Tir e attentati, servono un corridoio per i Paesi dell’area Schengen e più controlli extra Ue

Luglio 2016. A Dover la paura di un possibile attentato terroristico su uno dei traghetti che attraversa la Manica fa scattare controlli a tappeto che paralizzano il traffico con code di auto che superano i 15 chilometri. A oltre 1700 chilometri di distanza, nel suo ufficio romano in Conftrasporto, il presidente nazionale Paolo Uggè accende il proprio portatile e scrive alcune riflessioni da girare ai “decisori” della politica europea, con la speranza, “che possano adottare finalmente iniziative, e che le prendano in fretta. Decisioni”, spiega Paolo Uggè, “non più rinviabili per chi ha l’onere di assicurare la libera circolazione delle merci perché dopo la Brexit il rischio che si faccia strada la politica di rinnegare il trattato di Schengen è dietro l’angolo; perché tutto quanto sta accadendo lascia trasparire quello che potrebbe rapidamente accadere qualora Germania, Francia e Austria, nel tentativo di rispondere alle paure dei propri cittadini, introducessero veri e propri muri di auto e Tir creati da controlli del tipo di quelli adottati dalla Francia e che hanno paralizzato l’uscita dall’Inghilterra…”. Riflessioni valide allora come oggi, all’indomani della strage di Stoccolma dove un Tir è piombato sulla folla uccidendo cinque passanti e ferendone altri, così come attualissimi sono altri passaggi di quella lettera scritta dal presidente di Conftrasporto e vicepresidente di Confcommercio. 

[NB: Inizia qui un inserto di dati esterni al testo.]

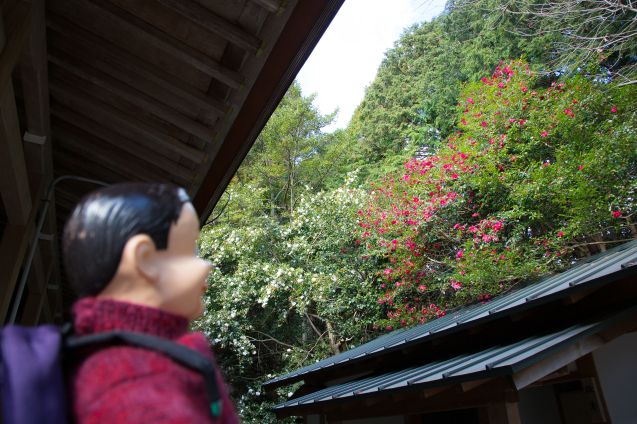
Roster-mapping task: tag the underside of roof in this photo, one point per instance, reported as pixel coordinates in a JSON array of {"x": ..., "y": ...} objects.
[
  {"x": 588, "y": 274},
  {"x": 508, "y": 358},
  {"x": 169, "y": 91}
]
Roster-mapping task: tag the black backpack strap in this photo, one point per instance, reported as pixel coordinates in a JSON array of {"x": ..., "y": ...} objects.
[{"x": 179, "y": 353}]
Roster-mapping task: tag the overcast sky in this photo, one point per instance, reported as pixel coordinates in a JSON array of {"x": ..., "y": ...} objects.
[{"x": 346, "y": 59}]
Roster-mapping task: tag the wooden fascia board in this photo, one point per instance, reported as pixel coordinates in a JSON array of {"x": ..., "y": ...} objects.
[{"x": 304, "y": 28}]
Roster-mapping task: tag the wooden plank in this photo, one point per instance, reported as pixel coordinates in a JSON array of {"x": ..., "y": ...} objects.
[
  {"x": 126, "y": 167},
  {"x": 167, "y": 43},
  {"x": 11, "y": 50},
  {"x": 129, "y": 68},
  {"x": 71, "y": 95},
  {"x": 130, "y": 94},
  {"x": 13, "y": 246},
  {"x": 76, "y": 120},
  {"x": 215, "y": 23}
]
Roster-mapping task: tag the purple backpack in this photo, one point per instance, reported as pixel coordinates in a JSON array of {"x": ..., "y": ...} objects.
[{"x": 31, "y": 377}]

Come per esempio quelli in cui si affermava che “Questo potrebbe succedere e questo va impedito. Perché spaventano le ricadute che nuovi muri creati da controlli antiterrorismo comporterebbero per l’economia e conseguentemente per gli stessi cittadini. L’evidente rallentamento nello spostamento delle merci produce minore competitività per tutta l’economia europea. Che la sicurezza debba essere al primo posto non esiste alcun dubbio: la domanda è se si possa garantirla assicurando il più possibile la libera circolazione delle merci”. E validissima oggi più che mai, afferma a un anno di distanza Paolo Uggè, intervistato da stradafacendo.tgcom24.it che all’epoca aveva pubblicato il testo, “è la proposta che Conftrasporto aveva lanciato con forza: creare un corridoio per i Paesi dell’area Schengen attraverso il quale automezzi di quei Paesi, condotti da autisti residenti, possano transitare secondo le regole in vigore oggi. Applicando invece ai mezzi extra Ue il sistema austriaco secondo il quale è obbligatorio, per ogni trasporto, comunicare con sette giorni di anticipo i dati dell’impresa, della merce trasportata, la destinazione e i dati del conducente del mezzo. Informazione senza le quali l’autoveicolo non può entrare nello spazio europeo. L’Austria lo ha già fatto. Il resto d’Europa cosa aspetta?”